Datasets:
license: mit
task_categories:
- text-classification
language:
- en
multilinguality:
- monolingual
annotations_creators:
- expert-generated
language_creators:
- found
source_datasets:
- extended
dataset_modality: text
tags:
- gaming
- annotations
- binary
- classification
- labels
- steam
- reviews
- steam-reviews
- BERT
- ROBERTA
- constructiveness
- constructivity
- sentiment-analysis
- nlp
pretty_name: 1.5K Steam Reviews Binary Labeled for Constructiveness
size_categories:
- 1K<n<10K
thumbnail: >-
https://i.ibb.co/Bnj0gw6/abullard1-steam-review-constructiveness-classifier-logo.png
dataset_size: 332 KB
dataset_info:
features:
- name: id
dtype: int32
- name: game
dtype: string
- name: review
dtype: string
- name: author_playtime_at_review
dtype: int32
- name: voted_up
dtype: bool
- name: votes_up
dtype: int32
- name: votes_funny
dtype: int32
- name: constructive
dtype: int32
1.5K Steam Reviews Binary Labeled for Constructiveness
Dataset Summary
This dataset contains 1,461 Steam reviews from 10 of the most reviewed games. Each game has about the same amount of reviews. Each review is annotated with a binary label indicating whether the review is constructive or not.

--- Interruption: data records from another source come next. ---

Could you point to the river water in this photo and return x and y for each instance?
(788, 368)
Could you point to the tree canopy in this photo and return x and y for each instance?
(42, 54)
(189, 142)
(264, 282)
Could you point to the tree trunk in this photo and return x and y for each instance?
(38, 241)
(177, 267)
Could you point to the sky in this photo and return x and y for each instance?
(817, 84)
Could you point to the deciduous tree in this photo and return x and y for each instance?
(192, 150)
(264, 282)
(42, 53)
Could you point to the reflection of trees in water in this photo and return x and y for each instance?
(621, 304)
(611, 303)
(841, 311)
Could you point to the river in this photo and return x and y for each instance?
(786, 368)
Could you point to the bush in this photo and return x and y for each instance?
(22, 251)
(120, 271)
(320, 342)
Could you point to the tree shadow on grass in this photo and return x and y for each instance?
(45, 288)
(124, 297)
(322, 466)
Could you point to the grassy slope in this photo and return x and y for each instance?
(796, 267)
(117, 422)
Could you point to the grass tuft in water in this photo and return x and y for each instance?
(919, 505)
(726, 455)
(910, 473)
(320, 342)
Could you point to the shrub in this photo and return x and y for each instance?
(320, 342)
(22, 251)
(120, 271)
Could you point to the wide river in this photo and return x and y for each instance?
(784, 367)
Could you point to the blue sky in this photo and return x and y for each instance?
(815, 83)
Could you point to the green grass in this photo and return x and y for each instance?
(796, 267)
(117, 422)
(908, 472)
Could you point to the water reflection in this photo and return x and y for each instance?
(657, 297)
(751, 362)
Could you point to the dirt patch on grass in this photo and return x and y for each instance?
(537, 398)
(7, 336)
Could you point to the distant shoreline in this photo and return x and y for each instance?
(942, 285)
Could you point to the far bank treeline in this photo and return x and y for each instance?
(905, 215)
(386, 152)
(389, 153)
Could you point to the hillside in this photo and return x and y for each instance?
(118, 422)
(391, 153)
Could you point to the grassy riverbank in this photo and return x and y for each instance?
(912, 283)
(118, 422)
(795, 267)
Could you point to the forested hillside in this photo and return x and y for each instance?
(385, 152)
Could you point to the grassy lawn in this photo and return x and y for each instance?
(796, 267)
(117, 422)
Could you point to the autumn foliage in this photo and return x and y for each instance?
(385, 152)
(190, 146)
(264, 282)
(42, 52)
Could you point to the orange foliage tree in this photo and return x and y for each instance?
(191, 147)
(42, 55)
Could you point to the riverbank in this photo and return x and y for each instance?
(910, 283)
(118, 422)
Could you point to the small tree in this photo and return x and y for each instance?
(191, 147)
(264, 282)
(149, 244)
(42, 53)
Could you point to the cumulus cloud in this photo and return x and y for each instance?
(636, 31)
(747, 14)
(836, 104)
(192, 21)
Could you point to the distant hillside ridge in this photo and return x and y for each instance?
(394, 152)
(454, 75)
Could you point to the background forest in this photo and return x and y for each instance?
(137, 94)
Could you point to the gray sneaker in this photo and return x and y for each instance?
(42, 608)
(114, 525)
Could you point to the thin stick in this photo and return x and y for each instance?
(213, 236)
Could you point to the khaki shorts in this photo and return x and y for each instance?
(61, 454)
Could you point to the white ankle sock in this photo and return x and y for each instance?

The dataset is designed to support tasks related to text classification, particularly constructiveness detection tasks in the gaming domain.
The dataset is particularly useful for training models like BERT, and its' derivatives or any other NLP models aimed at classifying text.
Dataset Structure
The dataset contains the following columns:
- id: A unique identifier for each review.
- game: The name of the game being reviewed.
- review: The text of the Steam review.
- author_playtime_at_review: The number of hours the author had played the game at the time of writing the review.
- voted_up: Whether the user marked the review/the game as positive (True) or negative (False).
- votes_up: The number of upvotes the review received from other users.
- votes_funny: The number of "funny" votes the review received from other users.
- constructive: A binary label indicating whether the review was constructive (1) or not (0).
Example Data
id | game | review | author_playtime_at_review | voted_up | votes_up | votes_funny | constructive |
---|---|---|---|---|---|---|---|
1024 | Team Fortress 2 | shoot enemy | 639 | True | 1 | 0 | 0 |
652 | Grand Theft Auto V | 6 damn years and it's still rocking like its g... | 145 | True | 0 | 0 | 0 |
1244 | Terraria | Great game highly recommend for people who like... | 569 | True | 0 | 0 | 1 |
15 | Among Us | So good. Amazing game of teamwork and betrayal... | 5 | True | 0 | 0 | 1 |
584 | Garry's Mod | Jbmod is trash!!! | 65 | True | 0 | 0 | 0 |
Labeling Criteria
- Constructive (1): Reviews that provide helpful feedback, suggestions for improvement, constructive criticism, or detailed insights into the game.
- Non-constructive (0): Reviews that do not offer useful feedback, do not offer substance, are vague, off-topic, irrelevant, or trolling.
Of course, constructiveness is subjective, when testing the dataset on a finetuned ROBERTA model though, we reached about 80% accuracy.
Notes
Please note, that the dataset is unbalanced. 63.04% of the reviews were labeled as being non-constructive while 36.96% were labeled as being constructive. Please take this into account when utilizing the dataset.
License
This dataset is licensed under the MIT License, allowing open and flexible use of the dataset for both academic and commercial purposes.